The parts that were genuinely free-form writing, the actual articles, are still articles, and anyone can still contribute to them. Editing just isn’t the focus anymore. It’s a git PR now instead of a click-to-edit box, which is a higher bar, but it’s still possible, it’s just not what the site is built around. Everything else was never really “user-generated” in the MediaWiki sense to begin with, it just happened to be hosted on software built for that.
What I actually got out of it
Wasn’t all pain. A few things stuck.
Honestly, I did enjoy the project. It was so far outside my normal comfort zone, PHP, Lua, MediaWiki’s whole ecosystem, none of it was stuff I’d touch day to day. But I like tinkering, and this gave me a lot to tinker with.

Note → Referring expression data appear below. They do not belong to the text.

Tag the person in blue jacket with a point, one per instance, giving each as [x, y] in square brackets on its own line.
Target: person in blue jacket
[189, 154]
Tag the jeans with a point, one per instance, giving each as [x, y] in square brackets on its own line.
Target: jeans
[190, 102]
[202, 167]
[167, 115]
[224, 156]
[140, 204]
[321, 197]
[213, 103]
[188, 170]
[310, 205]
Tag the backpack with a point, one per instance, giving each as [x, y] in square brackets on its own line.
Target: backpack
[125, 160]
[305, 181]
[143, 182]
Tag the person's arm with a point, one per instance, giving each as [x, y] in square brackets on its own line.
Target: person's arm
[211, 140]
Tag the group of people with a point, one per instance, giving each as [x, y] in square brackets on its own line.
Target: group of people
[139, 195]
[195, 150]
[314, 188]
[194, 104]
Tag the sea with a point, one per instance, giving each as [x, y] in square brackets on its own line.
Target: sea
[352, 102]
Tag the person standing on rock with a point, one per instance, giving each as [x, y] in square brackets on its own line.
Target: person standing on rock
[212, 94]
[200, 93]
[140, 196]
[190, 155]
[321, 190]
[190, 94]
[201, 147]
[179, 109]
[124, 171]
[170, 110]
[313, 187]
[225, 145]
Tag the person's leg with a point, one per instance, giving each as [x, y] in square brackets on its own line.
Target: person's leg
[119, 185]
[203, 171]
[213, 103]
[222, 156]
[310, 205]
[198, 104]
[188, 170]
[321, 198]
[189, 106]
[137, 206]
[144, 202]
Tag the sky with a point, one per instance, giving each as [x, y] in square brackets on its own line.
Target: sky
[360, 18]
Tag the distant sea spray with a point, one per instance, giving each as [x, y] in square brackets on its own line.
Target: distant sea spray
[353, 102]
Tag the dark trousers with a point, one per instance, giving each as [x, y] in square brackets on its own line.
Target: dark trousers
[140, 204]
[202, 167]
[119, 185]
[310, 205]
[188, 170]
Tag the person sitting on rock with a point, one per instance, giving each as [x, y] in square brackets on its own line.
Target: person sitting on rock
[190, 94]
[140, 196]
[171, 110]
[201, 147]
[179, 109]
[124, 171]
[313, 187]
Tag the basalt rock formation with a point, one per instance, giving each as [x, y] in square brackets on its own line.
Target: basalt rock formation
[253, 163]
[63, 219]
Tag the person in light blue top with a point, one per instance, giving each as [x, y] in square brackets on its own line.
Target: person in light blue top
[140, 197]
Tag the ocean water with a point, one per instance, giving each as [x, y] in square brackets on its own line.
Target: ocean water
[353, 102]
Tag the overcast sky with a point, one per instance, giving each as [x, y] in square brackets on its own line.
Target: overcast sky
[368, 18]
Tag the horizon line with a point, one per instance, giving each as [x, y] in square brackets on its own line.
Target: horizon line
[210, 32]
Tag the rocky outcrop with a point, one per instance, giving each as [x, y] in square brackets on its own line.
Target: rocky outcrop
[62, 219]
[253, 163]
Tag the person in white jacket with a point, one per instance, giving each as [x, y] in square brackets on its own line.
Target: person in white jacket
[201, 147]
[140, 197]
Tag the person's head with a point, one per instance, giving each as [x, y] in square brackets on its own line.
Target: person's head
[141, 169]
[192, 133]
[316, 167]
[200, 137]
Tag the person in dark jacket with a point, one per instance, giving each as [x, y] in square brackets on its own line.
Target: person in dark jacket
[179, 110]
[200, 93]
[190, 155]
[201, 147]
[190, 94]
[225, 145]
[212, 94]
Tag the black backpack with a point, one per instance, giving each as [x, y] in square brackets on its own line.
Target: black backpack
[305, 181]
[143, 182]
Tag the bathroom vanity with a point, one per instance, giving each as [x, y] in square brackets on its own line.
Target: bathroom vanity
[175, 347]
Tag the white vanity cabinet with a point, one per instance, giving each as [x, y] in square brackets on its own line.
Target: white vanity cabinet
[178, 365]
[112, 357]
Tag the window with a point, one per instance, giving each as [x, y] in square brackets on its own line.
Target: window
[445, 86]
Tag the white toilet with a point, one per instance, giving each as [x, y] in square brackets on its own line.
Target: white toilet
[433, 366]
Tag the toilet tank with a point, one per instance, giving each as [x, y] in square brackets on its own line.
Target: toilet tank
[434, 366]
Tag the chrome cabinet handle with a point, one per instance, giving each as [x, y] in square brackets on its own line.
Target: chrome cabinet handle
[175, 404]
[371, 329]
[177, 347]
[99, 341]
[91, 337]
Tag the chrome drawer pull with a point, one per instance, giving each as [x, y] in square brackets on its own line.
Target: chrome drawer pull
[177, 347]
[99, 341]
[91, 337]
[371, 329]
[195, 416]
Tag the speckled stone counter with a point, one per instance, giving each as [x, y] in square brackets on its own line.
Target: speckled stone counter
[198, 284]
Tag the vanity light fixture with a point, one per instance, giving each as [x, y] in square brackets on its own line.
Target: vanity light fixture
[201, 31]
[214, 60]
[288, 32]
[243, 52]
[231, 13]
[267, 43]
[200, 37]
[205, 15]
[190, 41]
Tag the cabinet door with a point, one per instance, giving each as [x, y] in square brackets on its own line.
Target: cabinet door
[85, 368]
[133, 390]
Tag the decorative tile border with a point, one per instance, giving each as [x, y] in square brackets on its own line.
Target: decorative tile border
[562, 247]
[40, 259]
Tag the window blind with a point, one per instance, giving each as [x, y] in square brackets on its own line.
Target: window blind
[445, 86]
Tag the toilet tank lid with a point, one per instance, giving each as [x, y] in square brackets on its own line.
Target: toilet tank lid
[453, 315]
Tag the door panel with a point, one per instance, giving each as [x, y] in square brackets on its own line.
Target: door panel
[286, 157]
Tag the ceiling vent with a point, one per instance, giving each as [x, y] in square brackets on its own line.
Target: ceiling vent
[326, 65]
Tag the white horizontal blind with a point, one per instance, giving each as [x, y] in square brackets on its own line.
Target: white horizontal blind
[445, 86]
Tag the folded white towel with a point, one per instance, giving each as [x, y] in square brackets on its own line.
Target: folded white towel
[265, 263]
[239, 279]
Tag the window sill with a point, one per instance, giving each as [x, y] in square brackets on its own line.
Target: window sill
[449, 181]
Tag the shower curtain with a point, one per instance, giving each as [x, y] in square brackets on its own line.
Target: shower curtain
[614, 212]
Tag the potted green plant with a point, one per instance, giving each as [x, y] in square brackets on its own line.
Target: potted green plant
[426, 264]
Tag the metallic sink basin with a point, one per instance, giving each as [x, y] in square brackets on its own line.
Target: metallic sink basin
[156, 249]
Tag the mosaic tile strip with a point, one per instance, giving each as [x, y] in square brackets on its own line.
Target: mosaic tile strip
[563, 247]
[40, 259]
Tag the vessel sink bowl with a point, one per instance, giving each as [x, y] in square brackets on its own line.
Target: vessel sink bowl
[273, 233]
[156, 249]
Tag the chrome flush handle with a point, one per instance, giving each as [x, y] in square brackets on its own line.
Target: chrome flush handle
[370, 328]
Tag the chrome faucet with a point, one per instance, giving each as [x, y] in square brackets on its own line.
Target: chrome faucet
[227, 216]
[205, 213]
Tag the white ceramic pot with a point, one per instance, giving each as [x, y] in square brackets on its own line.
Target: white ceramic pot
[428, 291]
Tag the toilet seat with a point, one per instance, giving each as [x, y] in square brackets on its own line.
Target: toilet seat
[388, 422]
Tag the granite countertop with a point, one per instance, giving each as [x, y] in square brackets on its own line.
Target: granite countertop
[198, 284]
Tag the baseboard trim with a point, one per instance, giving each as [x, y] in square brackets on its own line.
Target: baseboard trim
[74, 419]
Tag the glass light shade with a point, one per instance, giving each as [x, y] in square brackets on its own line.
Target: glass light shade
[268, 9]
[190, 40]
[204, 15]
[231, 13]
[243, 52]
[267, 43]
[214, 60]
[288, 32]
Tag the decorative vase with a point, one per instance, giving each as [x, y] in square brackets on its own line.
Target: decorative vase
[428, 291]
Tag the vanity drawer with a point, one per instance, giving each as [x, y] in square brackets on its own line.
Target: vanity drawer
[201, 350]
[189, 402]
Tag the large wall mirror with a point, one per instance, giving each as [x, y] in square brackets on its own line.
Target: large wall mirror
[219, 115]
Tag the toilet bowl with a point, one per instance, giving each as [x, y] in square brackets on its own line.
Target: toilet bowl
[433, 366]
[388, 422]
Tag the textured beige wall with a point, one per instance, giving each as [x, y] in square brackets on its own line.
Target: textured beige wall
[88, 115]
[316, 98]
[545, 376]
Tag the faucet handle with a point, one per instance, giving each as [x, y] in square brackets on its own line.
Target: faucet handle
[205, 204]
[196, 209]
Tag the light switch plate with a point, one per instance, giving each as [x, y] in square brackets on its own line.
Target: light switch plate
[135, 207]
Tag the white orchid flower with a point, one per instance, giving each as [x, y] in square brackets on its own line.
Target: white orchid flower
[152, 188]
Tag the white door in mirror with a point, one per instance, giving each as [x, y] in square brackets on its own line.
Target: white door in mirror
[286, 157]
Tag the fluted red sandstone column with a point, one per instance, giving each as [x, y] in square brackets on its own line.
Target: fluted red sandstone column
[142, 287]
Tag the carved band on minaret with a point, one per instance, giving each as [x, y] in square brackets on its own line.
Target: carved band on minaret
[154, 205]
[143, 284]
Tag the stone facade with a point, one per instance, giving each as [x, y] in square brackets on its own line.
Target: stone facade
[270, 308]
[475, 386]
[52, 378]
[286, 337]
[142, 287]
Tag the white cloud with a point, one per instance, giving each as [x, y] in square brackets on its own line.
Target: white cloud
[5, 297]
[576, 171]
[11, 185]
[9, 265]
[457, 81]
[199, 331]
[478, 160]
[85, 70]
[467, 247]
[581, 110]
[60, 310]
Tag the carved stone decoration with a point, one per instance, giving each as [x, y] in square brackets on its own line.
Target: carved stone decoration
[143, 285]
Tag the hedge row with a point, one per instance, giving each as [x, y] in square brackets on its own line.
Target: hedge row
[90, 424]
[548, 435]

Pterodactyl. Before this I used it the normal way: pick an egg, click install, done. Building a custom one for the Lua support meant learning what an egg actually is under the hood. I understand the panel now instead of just using it.
My nginx skills got good too. Between the custom egg and just keeping the thing routed and running, I stopped copy-pasting configs and started actually understanding what they did.
The PHP and auth work carried further than the login button. While I was in there I also tried to get the wiki itself acting as an OAuth provider, so a Kanboard board could let people log in with their wiki account. The idea was to use it to help direct people to tasks. That part never worked. But it’s where I actually learned OAuth properly.
The Cargo fight taught me what a flat data model can and can’t do. That’s the direct reason the Hugo site’s structure, actually nests the way I wanted from the start instead of faking it with categories again.
I also came out with a better sense of project management. Mainly, don’t trust that someone’s going to do something just because they said they would. Wait until you actually see them doing it before you plan around them.
And the map reverse engineering didn’t go to waste. It is what’s running the map on this site right now.
What we lose
The friendly in-browser editor is gone. That’s the real tradeoff, and I’m not going to pretend it isn’t one. Editing now works the same way the main site works: through a git PR, not a click-to-edit box anyone with an account could open.
Thanks
Before I close this out, a few people actually did show up and I want to name them.
DaMarine was the MVP of the whole project. Believed in it when it was just me pushing on it, and wrote some genuinely amazing puzzle pages, like The Disc and The Tunnel.
PurpleKiiwi wrote a great shop page.
StoryCatBuilds stepped up more than once and put together some really good pages. That’s the handful I mentioned earlier, and they’re the reason this wasn’t a total waste of time.